Posted by rvencio on 22 Apr 2008 at 18:47 GMT


This paper is very interesting... congratulations to the authors. I believe that, in the spirit of PLOS NTD, it would be very good if the authors could release the raw data as one of the Supporting Information files (given the appropriate "anonymization").

I understand and agree with the author's claim: "Decision algorithms are also easy to interpret, use and validate using common statistical techniques. Importantly, it provides a means to identify parameters that would be significantly associated with disease when analysed in sub-groups but not in the total study population." However, one should be open to the possibility of more complex methods/algorithms providing even better performance. Therefore, I would argue that making the raw data available to the whole community would multiply the data's value and worth some extra citations to this nice paper.
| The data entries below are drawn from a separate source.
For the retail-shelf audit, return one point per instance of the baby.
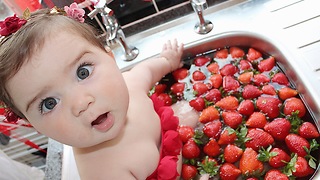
(56, 75)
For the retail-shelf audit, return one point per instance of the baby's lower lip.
(103, 123)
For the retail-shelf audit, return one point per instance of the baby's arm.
(147, 73)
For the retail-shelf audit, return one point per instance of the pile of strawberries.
(252, 123)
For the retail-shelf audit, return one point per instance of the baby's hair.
(17, 48)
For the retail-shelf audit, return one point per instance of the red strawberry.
(178, 88)
(292, 105)
(308, 130)
(200, 61)
(246, 107)
(209, 114)
(228, 70)
(256, 120)
(212, 129)
(232, 153)
(221, 54)
(213, 68)
(212, 148)
(200, 88)
(180, 73)
(279, 128)
(228, 136)
(228, 103)
(229, 172)
(216, 80)
(258, 138)
(302, 168)
(198, 103)
(251, 91)
(232, 118)
(185, 133)
(269, 105)
(260, 79)
(296, 143)
(188, 172)
(267, 64)
(236, 52)
(214, 95)
(198, 75)
(249, 163)
(230, 84)
(253, 54)
(190, 150)
(275, 174)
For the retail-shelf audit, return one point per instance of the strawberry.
(246, 107)
(236, 52)
(228, 70)
(221, 54)
(216, 80)
(212, 148)
(249, 164)
(165, 98)
(188, 172)
(251, 91)
(230, 84)
(228, 103)
(280, 78)
(256, 120)
(198, 75)
(296, 144)
(260, 79)
(185, 133)
(209, 114)
(212, 129)
(292, 105)
(232, 153)
(214, 95)
(232, 118)
(229, 172)
(269, 105)
(178, 88)
(228, 136)
(279, 128)
(245, 78)
(286, 92)
(258, 138)
(253, 54)
(200, 61)
(275, 174)
(198, 103)
(180, 74)
(308, 130)
(200, 88)
(190, 150)
(213, 68)
(267, 64)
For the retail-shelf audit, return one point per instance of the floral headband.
(12, 24)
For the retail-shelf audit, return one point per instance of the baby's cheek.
(186, 114)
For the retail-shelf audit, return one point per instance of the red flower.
(11, 25)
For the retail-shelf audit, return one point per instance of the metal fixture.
(113, 31)
(204, 26)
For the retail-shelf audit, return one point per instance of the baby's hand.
(172, 52)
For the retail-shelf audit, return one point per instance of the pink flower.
(11, 25)
(75, 12)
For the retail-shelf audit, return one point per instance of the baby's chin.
(186, 114)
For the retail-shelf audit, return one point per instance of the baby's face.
(71, 91)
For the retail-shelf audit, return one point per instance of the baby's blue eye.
(48, 104)
(84, 71)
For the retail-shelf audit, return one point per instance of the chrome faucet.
(204, 26)
(112, 30)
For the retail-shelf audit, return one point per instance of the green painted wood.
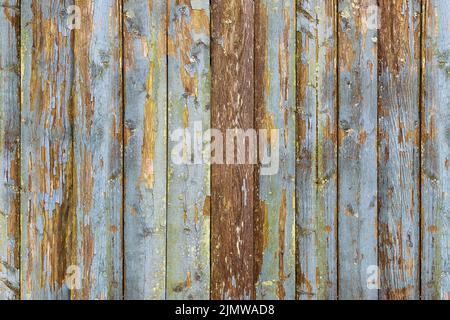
(46, 152)
(97, 141)
(275, 110)
(398, 153)
(435, 173)
(316, 123)
(358, 246)
(9, 149)
(145, 65)
(188, 205)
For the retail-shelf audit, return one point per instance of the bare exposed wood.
(398, 154)
(145, 35)
(316, 123)
(435, 173)
(232, 190)
(46, 165)
(9, 149)
(188, 234)
(275, 106)
(98, 126)
(358, 251)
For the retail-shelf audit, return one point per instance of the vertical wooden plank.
(275, 108)
(97, 99)
(188, 220)
(398, 160)
(435, 151)
(46, 166)
(232, 187)
(9, 149)
(316, 123)
(357, 147)
(145, 148)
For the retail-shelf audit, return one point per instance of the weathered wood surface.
(232, 186)
(435, 168)
(398, 153)
(316, 177)
(145, 65)
(188, 205)
(358, 230)
(93, 204)
(9, 149)
(275, 110)
(98, 150)
(47, 202)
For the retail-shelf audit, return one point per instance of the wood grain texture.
(358, 247)
(275, 110)
(98, 168)
(435, 168)
(46, 153)
(232, 193)
(188, 206)
(398, 161)
(9, 149)
(145, 34)
(316, 124)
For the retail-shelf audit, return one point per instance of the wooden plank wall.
(108, 189)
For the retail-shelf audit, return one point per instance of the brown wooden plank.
(398, 160)
(232, 185)
(9, 149)
(46, 157)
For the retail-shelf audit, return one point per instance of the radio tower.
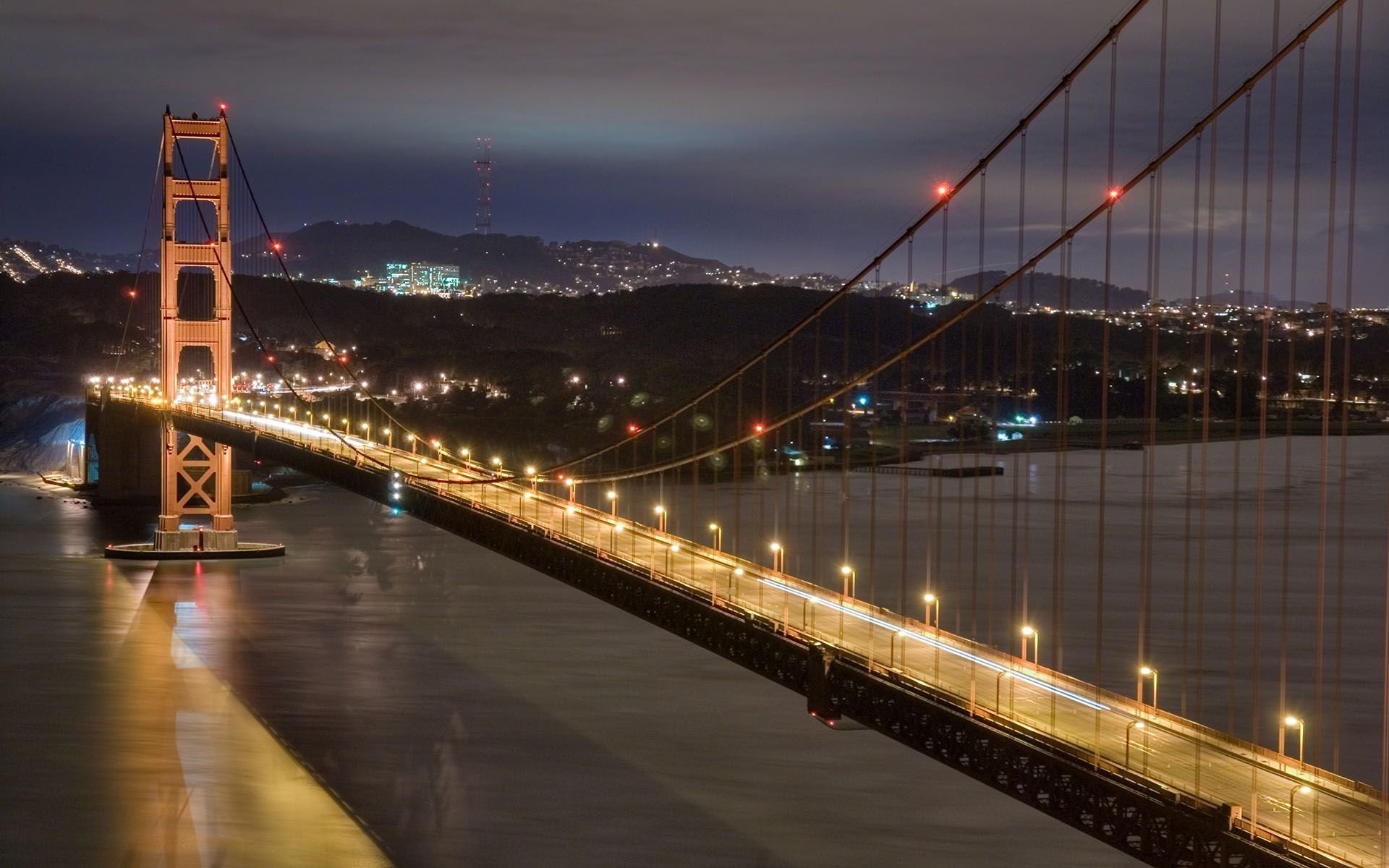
(484, 164)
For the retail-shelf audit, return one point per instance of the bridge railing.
(1041, 703)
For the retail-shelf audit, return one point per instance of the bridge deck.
(1339, 820)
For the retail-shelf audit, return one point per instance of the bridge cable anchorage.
(933, 540)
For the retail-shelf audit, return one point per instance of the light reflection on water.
(199, 781)
(472, 712)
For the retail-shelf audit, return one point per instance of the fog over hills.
(517, 263)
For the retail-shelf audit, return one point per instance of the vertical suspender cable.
(1328, 323)
(1346, 398)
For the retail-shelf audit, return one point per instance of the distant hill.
(519, 263)
(1045, 289)
(24, 260)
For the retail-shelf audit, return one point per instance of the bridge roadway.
(1337, 821)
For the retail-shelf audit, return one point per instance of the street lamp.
(1146, 673)
(1292, 810)
(1029, 632)
(1302, 732)
(934, 611)
(1129, 733)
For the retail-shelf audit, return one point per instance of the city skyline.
(797, 153)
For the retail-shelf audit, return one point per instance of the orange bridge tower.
(196, 477)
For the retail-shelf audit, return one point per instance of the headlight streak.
(943, 646)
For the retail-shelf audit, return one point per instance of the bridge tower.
(196, 478)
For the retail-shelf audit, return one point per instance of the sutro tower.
(484, 164)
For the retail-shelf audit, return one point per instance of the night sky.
(782, 135)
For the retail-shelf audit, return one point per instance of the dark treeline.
(664, 345)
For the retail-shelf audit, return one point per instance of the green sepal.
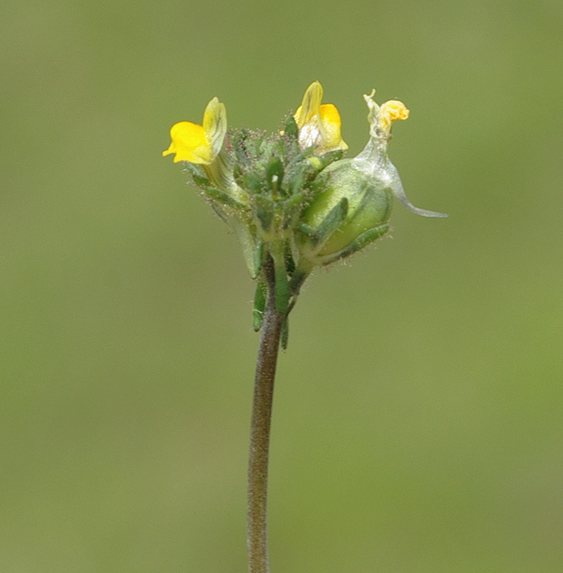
(248, 243)
(359, 243)
(285, 333)
(259, 305)
(331, 222)
(291, 129)
(264, 211)
(258, 258)
(274, 173)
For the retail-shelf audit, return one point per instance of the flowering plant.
(295, 204)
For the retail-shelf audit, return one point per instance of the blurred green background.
(418, 420)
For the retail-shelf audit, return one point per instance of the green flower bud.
(350, 210)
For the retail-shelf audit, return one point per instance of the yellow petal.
(189, 143)
(391, 111)
(319, 124)
(310, 107)
(330, 127)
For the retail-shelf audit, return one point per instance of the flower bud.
(350, 210)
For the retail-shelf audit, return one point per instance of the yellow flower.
(319, 124)
(391, 111)
(199, 143)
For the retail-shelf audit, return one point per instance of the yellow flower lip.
(391, 111)
(319, 124)
(199, 144)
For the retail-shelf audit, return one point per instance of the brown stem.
(257, 537)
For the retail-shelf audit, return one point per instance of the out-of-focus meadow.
(418, 422)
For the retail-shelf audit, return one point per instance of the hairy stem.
(257, 538)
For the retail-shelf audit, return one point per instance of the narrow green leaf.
(259, 305)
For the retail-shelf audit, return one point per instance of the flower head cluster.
(290, 196)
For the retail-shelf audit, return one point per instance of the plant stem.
(257, 538)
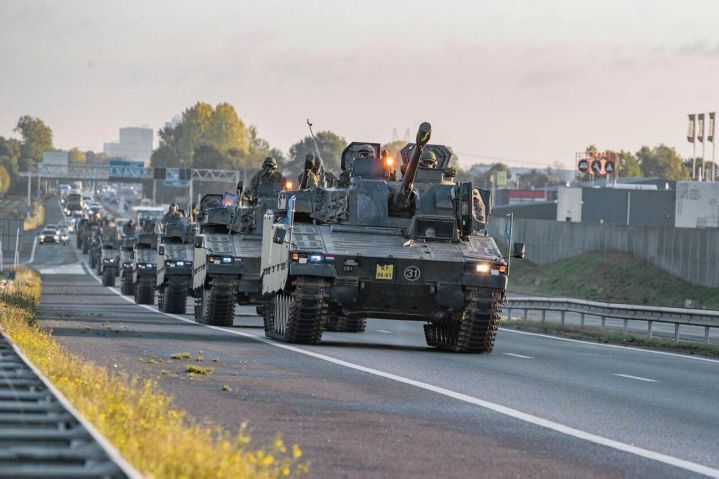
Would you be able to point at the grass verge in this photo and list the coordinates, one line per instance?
(609, 276)
(141, 422)
(609, 336)
(36, 219)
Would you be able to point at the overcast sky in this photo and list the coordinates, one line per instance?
(529, 82)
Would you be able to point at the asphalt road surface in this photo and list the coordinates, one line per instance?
(383, 404)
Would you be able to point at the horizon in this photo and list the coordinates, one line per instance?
(524, 83)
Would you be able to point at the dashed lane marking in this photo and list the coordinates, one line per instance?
(515, 355)
(636, 378)
(498, 408)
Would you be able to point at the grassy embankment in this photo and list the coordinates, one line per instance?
(610, 277)
(158, 439)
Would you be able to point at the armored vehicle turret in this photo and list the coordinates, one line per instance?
(226, 262)
(174, 264)
(409, 250)
(144, 269)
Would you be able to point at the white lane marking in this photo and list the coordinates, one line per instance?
(617, 346)
(498, 408)
(515, 355)
(637, 378)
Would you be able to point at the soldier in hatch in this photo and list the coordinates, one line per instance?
(268, 174)
(313, 171)
(364, 151)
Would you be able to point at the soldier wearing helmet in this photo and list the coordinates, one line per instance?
(268, 174)
(362, 151)
(313, 171)
(428, 159)
(173, 212)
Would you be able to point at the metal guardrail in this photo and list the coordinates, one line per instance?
(627, 312)
(41, 434)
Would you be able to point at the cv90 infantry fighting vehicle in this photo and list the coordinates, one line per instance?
(126, 253)
(174, 265)
(379, 249)
(109, 265)
(144, 270)
(226, 267)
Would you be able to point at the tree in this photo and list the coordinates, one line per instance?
(76, 157)
(36, 139)
(225, 130)
(628, 164)
(207, 156)
(330, 146)
(4, 180)
(662, 162)
(195, 123)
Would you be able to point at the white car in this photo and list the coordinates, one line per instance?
(49, 236)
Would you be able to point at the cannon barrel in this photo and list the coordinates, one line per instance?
(423, 134)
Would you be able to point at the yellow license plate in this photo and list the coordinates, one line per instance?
(385, 271)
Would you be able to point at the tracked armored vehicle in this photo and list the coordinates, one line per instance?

Recently in Brazil we experienced a regrettable dengue outbreak and our medical/scientific community could benefit a lot from this data obtained by Tanner et al.

I hope the authors understand and agree with this position and can release the raw data for further experimentation with other machine learning techniques that, although not as elegant as the decision trees used here, could potentially yield slightly better results.

Thanks.


RE: Making the raw data publicly available would be great.

engeong replied to rvencio on 28 Apr 2008 at 03:56 GMT

Thank you for your interest in our work. We would be delighted to make our raw data from Singapore available to you and anyone who might be interested. Please contact corresponding author for more details.